Pubic anger was swift. The Vietnamese people have a long history of resistance against Chinese encroachment. Spurred by organizing on social media, thousands turned out for protests in ten major cities starting on June 9th.

Live videos show protesters being beaten or dragged onto police vehicles in Sài Gòn and Hà Nội. Over 150 people were arrested that weekend. 

Street protests were mostly peaceful, with reports of violence taking place in Bình Thuận District. There, citizens reportedly hurled molotov cocktails and destroyed government property. 

3. Police detain Vietnamese-American who participated in protests

Among the many arrested during the protests was Will Nguyễn. The 32-year old Vietnamese-American was visiting from Singapore, where he was finishing his masters degree.

The video of his arrest, which quickly circulated on social media, shows Nguyễn bleeding from a head injury as plain clothes police dragged him onto a van.

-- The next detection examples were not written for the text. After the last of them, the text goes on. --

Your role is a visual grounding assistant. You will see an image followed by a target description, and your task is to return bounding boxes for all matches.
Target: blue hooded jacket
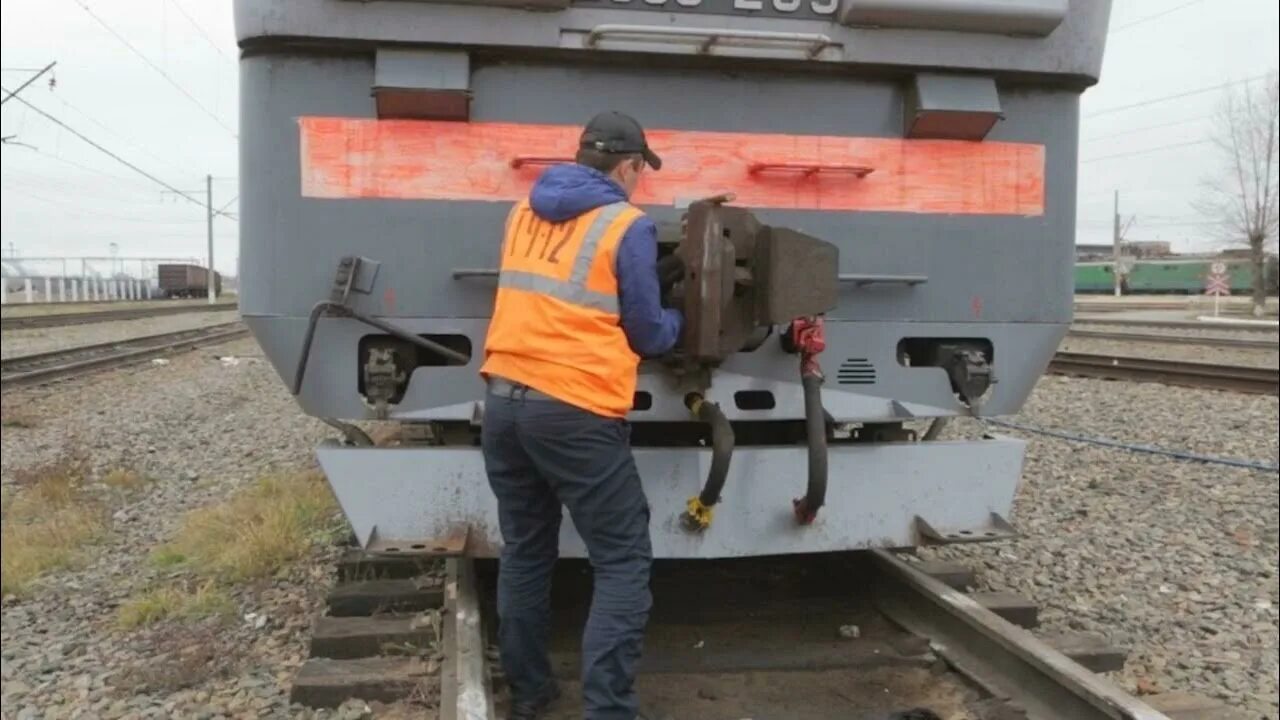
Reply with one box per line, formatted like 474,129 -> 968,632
529,165 -> 684,357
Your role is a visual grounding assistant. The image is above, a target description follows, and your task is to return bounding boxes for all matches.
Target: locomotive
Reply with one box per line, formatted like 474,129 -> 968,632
234,0 -> 1110,559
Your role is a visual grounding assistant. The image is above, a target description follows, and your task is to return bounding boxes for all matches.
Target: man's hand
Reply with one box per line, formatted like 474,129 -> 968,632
658,252 -> 685,288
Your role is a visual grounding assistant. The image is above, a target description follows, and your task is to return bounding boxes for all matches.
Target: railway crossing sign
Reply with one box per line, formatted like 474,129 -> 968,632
1204,263 -> 1231,318
1204,273 -> 1231,296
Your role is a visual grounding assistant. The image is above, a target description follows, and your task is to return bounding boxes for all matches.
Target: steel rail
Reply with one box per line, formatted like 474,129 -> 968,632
1071,318 -> 1280,333
440,557 -> 495,720
1066,331 -> 1280,350
0,323 -> 248,389
1048,352 -> 1280,395
869,550 -> 1169,720
0,302 -> 237,331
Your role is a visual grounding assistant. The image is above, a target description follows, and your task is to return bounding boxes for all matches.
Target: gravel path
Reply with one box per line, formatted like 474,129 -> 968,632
0,340 -> 1280,720
0,310 -> 239,357
0,338 -> 355,720
928,377 -> 1280,720
1071,323 -> 1280,345
1059,337 -> 1280,368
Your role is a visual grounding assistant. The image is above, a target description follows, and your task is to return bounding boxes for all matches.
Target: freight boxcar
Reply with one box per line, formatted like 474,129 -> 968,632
234,0 -> 1110,557
1075,261 -> 1116,293
1075,255 -> 1276,295
157,263 -> 223,297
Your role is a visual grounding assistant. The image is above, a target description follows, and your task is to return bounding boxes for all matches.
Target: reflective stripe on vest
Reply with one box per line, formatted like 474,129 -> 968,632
498,202 -> 631,315
480,196 -> 644,418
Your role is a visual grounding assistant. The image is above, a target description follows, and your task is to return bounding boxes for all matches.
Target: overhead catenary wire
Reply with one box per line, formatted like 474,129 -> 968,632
4,186 -> 212,225
1080,138 -> 1213,164
1084,115 -> 1213,142
42,92 -> 194,172
1107,0 -> 1204,35
72,0 -> 239,140
1084,73 -> 1270,118
169,0 -> 230,61
0,87 -> 235,217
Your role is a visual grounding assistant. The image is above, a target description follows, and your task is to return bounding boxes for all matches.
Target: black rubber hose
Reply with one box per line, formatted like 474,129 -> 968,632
698,401 -> 733,507
289,300 -> 330,395
292,300 -> 471,395
796,375 -> 827,524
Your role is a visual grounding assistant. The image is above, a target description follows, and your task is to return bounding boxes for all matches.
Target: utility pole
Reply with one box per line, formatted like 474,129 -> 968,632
1111,190 -> 1120,297
205,176 -> 218,305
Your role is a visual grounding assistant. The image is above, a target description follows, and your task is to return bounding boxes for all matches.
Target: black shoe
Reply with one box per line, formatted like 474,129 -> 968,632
507,682 -> 559,720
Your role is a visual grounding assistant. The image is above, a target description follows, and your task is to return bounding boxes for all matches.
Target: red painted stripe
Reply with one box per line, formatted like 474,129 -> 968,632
300,118 -> 1044,215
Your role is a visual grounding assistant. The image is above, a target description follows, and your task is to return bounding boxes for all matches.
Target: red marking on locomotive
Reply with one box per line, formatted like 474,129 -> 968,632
300,117 -> 1044,215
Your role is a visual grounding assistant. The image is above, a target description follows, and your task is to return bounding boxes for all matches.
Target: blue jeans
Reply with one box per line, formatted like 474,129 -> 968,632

On June 19th, 9 days after his arrest, Nguyễn made an appearance on state television, apologizing for causing trouble and said he would not be joining any anti-state activities. The Vietnamese government is known to coerce dissidents into making these type of public statements. 

At the time of this airing, Nguyễn has been held for nearly three weeks under investigation of “disturbing the peace.” No charges have been formally issued.

4. Will people soon pay a fee for plastic bags?  

Minister of Natural Resources and Environment Trần Hồng Hà declared that Việt Nam will soon issue fines on plastic bags, according to state media.

This announcement was made on June 26 at the sixth Global Environment Facility Assembly in Đà Nẵng. 

Việt Nam is among the five Asian countries, alongside China, Indonesia, the Philippines, and Thailand, contributing to a global plastic crisis. About eight million tonnes of plastic waste are dumped into the world’s oceans every year, and more than half comes from these five countries, according to AFP.

5. Attorney Nguyễn Văn Dài is released from prison and exiled to Germany

Human rights lawyer Nguyễn Văn Đài and his colleague Lê Thu Hà were exiled to Germany on June 7th. They were sentenced to 15 years and 9 years in prison, respectively. Since his arrest in December 2015, Đài was a high-priority case for many foreign diplomats, including those from the US and the EU. 

One of the founders of the Brotherhood for Democracy, the 48-year old was among eight others sentenced in April to long prison terms for “activities aimed at overthrowing the people’s administration.”

The Brotherhood for Democracy is an unregistered civil society organization promoting human rights in Vietnam. 

Đài and his wife, Vũ Minh Khánh, are currently settled in Frankfurt.